Arduini v. Int'l Gaming Tech., No. 12-15750 (9th Cir. 2014)
Annotate this CaseShareholders are required to make a “demand” on the corporation’s board of directors before filing a derivative suit, unless they sufficiently allege that demand would be futile. Before Arduini filed his derivative action against IGT and its board, four shareholders filed derivative suits that were consolidated. They argued that a demand was excused because: the IGT board extended the employment contract of IGT’s former CEO and chairman of IGT’s board of directors, and allowed him to resign rather than terminating him for cause; three directors received such high compensation from IGT that their ability to impartially consider a demand was compromised; six directors faced a substantial likelihood of liability for breaches of their fiduciary duties as committee members; and that other members had engaged in insider trading. The district court dismissed the consolidated suit for failure to make a demand or sufficiently allege futility; the Ninth Circuit affirmed. The district court then dismissed Arduini’s action, holding that Arduini had failed to make a demand and could not allege demand futility based on issue preclusion due to its ruling in the prior suit. The Ninth Circuit affirmed, holding that under Nevada law and these facts, issue preclusion barred relitigation of futility.
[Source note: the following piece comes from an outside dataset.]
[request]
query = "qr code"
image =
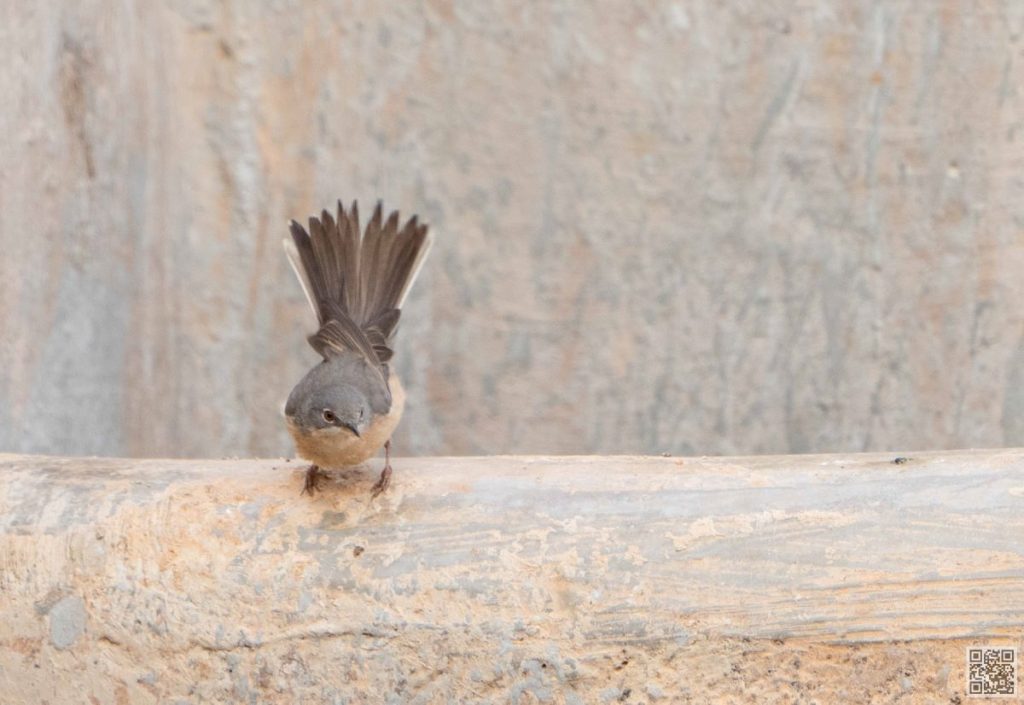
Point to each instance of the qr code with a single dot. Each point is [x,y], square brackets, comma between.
[991,670]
Court Description: Shareholder Derivative Actions/Issue Preclusion. The panel affirmed the district court’s dismissal of a shareholder derivative action on the basis that issue preclusion barred relitigation of whether plaintiff, Lawrence Arduini, made a sufficient “demand” on a corporation’s board of directors before filing suit. Under Federal Rule of Civil Procedure 23.1, a shareholder must either demand action from the corporation’s directors before filing a shareholder derivative suit, or plead with particularity the reasons why such demand would have been futile. The panel held that issue preclusion prevented Arduini from relitigating the issue of demand futility. The panel noted that before Arduini filed his derivative action against International Gaming Technology and its board of directors, four separate shareholders filed separate derivative suits against the company that were subsequently consolidated and dismissed. See Fosbre v. Matthews, 2010 WL 2696615 (D. Nev. July 2, 2010). The panel determined that the issue of demand futility was the same in both Fosbre and Arduini’s action, and therefore there was an identity of issues. The panel held that Arduini and the Fosbre plaintiffs were in privity because International Gaming Technology was the true party in interest and there was no indication that the Fosbre plaintiffs were inadequate representatives. Further, there was no inequity in applying issue preclusion because the Fosbre plaintiffs fully litigated their demand futility claim. There was no due process violation because there was no requirement that shareholders be given notice of dismissal in a derivative suit where the issue of demand futility is fully litigated and dismissed on the merits. Moreover, the panel noted that the record showed that Arduini’s counsel in this case had actual notice of the Fosbre proceedings.